Switching the device to reverse operation, ie when the rear end 65 of the hammer strikes a rear anvil 64 on the switch housing 19 , is carried out by means of the piston 21 , which is displaced until its recess 22 abuts a collar 18 on the intermediate piece 17 , the tube 27 , the valve housing 29 and the rod 33 being displaced at the same time. See Figures 7 and 8.

The valve control, not shown, applies a pressure to the connector 13 , the connector 15 being connected to the liquid reservoir and thus being depressurized. The pressure propagates through the channels 53 , 51 , 50 a and 50 , where housing 19 is put under pressure through a gap 93 between the piston 21 and the Schaltge. Since the chamber 57 is depressurized, a force acting on the housing 19 against the piston 95 acts on the piston, which displaces the piston 21 to the rear.

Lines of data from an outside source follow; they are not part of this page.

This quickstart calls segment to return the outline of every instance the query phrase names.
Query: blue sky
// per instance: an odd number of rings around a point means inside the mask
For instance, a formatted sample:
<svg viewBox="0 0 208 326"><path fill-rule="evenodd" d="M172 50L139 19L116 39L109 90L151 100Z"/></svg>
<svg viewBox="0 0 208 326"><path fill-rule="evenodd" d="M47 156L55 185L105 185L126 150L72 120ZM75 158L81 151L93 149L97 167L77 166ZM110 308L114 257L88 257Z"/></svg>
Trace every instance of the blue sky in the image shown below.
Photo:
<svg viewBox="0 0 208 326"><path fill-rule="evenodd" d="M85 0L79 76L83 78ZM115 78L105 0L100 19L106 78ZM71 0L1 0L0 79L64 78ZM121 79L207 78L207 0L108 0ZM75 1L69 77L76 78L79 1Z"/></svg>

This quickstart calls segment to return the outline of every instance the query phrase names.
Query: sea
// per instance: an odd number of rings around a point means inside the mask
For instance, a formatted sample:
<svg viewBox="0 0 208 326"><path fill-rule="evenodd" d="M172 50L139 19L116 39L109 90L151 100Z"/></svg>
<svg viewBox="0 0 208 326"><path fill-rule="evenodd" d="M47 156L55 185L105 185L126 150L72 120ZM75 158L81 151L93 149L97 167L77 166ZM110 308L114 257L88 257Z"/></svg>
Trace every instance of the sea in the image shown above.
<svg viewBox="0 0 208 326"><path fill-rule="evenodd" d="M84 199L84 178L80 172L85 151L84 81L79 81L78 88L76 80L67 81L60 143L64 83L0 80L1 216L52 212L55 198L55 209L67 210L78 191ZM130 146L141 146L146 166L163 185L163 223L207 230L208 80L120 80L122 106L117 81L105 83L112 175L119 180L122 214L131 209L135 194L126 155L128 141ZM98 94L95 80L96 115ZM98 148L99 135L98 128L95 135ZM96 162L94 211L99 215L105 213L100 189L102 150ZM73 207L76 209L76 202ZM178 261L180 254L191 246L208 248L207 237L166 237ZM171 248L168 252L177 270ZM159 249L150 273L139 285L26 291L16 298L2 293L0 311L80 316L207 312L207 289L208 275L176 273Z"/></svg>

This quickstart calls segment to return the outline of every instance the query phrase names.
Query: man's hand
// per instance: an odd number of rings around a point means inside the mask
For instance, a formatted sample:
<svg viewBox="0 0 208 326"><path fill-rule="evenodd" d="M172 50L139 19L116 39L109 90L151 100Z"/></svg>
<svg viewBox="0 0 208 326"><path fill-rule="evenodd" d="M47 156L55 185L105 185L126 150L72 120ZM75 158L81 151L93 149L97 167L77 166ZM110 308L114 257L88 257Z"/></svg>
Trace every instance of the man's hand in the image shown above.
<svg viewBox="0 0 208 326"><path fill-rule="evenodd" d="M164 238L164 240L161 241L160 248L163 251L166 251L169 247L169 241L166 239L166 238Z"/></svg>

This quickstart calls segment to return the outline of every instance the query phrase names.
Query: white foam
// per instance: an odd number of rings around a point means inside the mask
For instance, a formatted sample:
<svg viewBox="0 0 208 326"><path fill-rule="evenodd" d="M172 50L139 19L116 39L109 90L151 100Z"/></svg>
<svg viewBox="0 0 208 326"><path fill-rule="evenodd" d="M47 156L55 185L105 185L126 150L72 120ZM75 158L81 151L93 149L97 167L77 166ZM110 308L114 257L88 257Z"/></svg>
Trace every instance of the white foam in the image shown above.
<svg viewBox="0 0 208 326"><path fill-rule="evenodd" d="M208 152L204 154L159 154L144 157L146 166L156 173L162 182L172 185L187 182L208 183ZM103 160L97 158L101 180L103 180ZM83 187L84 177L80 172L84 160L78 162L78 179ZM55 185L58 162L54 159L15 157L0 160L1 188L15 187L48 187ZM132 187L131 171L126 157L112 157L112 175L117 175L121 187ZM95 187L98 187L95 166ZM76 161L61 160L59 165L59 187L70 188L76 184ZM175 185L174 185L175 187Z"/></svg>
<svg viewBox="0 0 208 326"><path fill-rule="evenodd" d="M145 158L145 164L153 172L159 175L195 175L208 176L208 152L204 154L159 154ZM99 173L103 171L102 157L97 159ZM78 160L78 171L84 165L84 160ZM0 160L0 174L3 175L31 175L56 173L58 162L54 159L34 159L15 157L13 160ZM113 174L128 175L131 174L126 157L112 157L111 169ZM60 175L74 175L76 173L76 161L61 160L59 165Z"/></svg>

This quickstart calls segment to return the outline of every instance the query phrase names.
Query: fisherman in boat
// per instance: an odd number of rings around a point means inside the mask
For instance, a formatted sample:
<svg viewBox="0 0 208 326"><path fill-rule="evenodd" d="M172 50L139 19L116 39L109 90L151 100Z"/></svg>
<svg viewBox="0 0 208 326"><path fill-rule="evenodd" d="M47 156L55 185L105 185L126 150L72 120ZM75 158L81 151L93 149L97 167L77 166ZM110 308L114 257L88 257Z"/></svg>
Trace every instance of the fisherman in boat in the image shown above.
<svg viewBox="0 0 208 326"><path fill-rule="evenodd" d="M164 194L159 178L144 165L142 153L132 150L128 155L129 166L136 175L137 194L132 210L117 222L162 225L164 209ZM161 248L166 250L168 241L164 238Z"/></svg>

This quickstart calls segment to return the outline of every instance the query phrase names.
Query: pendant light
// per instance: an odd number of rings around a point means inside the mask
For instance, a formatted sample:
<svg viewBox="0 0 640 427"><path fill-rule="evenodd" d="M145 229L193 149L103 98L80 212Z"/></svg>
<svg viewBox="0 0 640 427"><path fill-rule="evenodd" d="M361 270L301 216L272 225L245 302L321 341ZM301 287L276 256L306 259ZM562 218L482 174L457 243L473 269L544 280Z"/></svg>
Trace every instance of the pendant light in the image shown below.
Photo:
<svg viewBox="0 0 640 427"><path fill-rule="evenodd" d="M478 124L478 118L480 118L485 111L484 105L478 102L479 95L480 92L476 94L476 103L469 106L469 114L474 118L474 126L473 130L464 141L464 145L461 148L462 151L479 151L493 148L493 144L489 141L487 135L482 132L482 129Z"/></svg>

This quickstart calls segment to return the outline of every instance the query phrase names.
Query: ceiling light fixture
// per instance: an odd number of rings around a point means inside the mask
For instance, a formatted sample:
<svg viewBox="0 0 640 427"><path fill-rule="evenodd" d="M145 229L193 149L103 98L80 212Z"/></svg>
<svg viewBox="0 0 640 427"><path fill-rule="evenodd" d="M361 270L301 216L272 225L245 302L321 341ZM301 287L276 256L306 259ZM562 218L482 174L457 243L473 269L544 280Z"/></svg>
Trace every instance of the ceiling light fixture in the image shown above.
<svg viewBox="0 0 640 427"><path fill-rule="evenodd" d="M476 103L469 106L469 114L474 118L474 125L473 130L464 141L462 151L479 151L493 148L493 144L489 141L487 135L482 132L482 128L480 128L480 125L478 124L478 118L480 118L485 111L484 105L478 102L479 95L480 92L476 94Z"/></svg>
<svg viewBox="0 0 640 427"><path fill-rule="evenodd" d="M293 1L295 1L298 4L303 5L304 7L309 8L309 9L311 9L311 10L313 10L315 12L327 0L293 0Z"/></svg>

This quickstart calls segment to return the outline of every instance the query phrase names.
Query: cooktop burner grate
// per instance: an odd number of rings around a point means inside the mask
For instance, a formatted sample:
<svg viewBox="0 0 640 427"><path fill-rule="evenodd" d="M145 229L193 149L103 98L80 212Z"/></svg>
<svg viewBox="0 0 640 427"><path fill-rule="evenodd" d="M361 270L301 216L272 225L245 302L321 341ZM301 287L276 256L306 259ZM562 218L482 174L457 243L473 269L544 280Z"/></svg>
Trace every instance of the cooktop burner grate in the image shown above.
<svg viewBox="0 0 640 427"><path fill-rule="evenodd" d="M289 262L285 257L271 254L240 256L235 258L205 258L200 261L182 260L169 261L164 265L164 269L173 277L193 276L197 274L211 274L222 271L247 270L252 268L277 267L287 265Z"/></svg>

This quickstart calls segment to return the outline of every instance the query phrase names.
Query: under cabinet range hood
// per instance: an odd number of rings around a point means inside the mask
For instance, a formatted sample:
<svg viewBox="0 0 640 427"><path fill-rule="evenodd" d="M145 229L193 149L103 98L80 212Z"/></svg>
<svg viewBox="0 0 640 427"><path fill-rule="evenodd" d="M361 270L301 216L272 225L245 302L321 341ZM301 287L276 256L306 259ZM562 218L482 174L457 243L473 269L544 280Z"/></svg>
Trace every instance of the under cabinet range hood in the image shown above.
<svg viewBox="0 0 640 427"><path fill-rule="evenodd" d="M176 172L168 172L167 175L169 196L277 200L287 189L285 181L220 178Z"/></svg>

In this way, only the channel 48 is separated from the pressure side 50 and a little later, in the lower stop position, a connection to the liquid storage device is created on the channel 55 . In the lower stop position, the channels 67 on the channel 50 , 50 a and 51 are connected to the pressure side, whereby the same pressure situation has arisen as in the channel 69 and in the inner tube 46 during the forward stroke, with the difference that the parts 21 , 27 , 29 and 33 are shifted. Now, due to the recesses 41 and 42 , the hammer 7 again executes the striking movement in the opposite direction.

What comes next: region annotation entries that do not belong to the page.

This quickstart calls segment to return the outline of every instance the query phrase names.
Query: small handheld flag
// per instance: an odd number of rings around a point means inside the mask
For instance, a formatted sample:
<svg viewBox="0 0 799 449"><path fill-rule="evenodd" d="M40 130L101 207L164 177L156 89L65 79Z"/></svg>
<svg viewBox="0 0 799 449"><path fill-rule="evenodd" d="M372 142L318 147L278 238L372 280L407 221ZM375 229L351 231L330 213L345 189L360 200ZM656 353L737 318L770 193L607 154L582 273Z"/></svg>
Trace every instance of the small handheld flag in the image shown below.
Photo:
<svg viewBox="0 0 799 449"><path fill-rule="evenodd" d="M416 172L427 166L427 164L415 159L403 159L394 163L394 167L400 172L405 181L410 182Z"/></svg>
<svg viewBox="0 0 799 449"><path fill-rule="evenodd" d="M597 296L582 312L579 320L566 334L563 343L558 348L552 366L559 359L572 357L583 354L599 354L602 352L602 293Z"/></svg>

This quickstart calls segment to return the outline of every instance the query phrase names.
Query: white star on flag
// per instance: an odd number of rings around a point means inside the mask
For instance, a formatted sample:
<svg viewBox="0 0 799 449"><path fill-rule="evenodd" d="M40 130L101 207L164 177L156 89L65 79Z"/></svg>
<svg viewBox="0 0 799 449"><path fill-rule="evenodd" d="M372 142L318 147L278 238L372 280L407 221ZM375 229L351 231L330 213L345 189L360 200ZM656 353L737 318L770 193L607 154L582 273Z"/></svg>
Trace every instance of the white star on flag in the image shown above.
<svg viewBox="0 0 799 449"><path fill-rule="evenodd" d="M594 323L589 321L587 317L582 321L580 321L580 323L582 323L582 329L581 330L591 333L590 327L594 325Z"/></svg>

The claims also include other underground workers Displacement devices, e.g. B. for breaking and maintenance installation of sewer pipes and cast iron pipes without Digging.

Claims (2)

1. Hydraulically driven, underground working displacement device with a casing ( 9 ) surrounding a hydraulic hammer mechanism with a linearly displaceable hammer ( 7 ), which flows in under pressure via a hydraulic hose ( 15 or 13 ) and unpressurized via a second hydraulic hose ( 13 or 15 ) flowing pressure oil performs a forward and backward movement with a stroke against either a front or rear attachment point ( 3 or 64 ) inside the device, the change of the attachment point ( 3 ; 64 ) by means of axial displacement of a tube ( 27 ) can take place, which extends axially in the middle of the hammer ( 7 ), and the pressure oil can be supplied via one of the two hydraulic hoses ( 13 , 15 ) by actuating a valve in which the connecting line ( 13 , 15 ) for the inlet of Oil under pressure and the connecting line ( 15 , 13 ) for unpressurized discharge to a liquid reservoir ver be exchanged, which device has a hose connector ( 13 , 15 ) for each hose, each connector being connected to a pressure oil channel through which pressure oil flows from one side of a piston ( 21 ) attached to the tube ( 27 ) and which has at least one Contains pressure oil chamber with access to the interior of the tube, characterized in that the piston ( 21 ) on the side opposite the tube ( 27 ) is closed and that in the case of several, connected channels and cavities in the device and the piston ( 21 ) formed pressure oil connections ( 48 , 50 , 50 a, 51 , 53 ; 55 , 57 , 59 , 61 ) in the section between the two connecting pieces ( 13 , 15 ) and the piston ( 21 ) are completely separated in terms of flow technology. 2. Displacement device according to claim 1, characterized in that the closed side of the piston ( 21 ) with respect to the tube ( 27 ) is provided with a tubular extension ( 21 a), the diameter of which is smaller than that of the piston and in which there is a displaceable cylinder (23) which separates a hermetically-closing chamber (24) on the piston-distant end (21) of an oil-filled chamber (25) near the piston (21), said chamber (25) connected to said pressure oil passage system before direction is.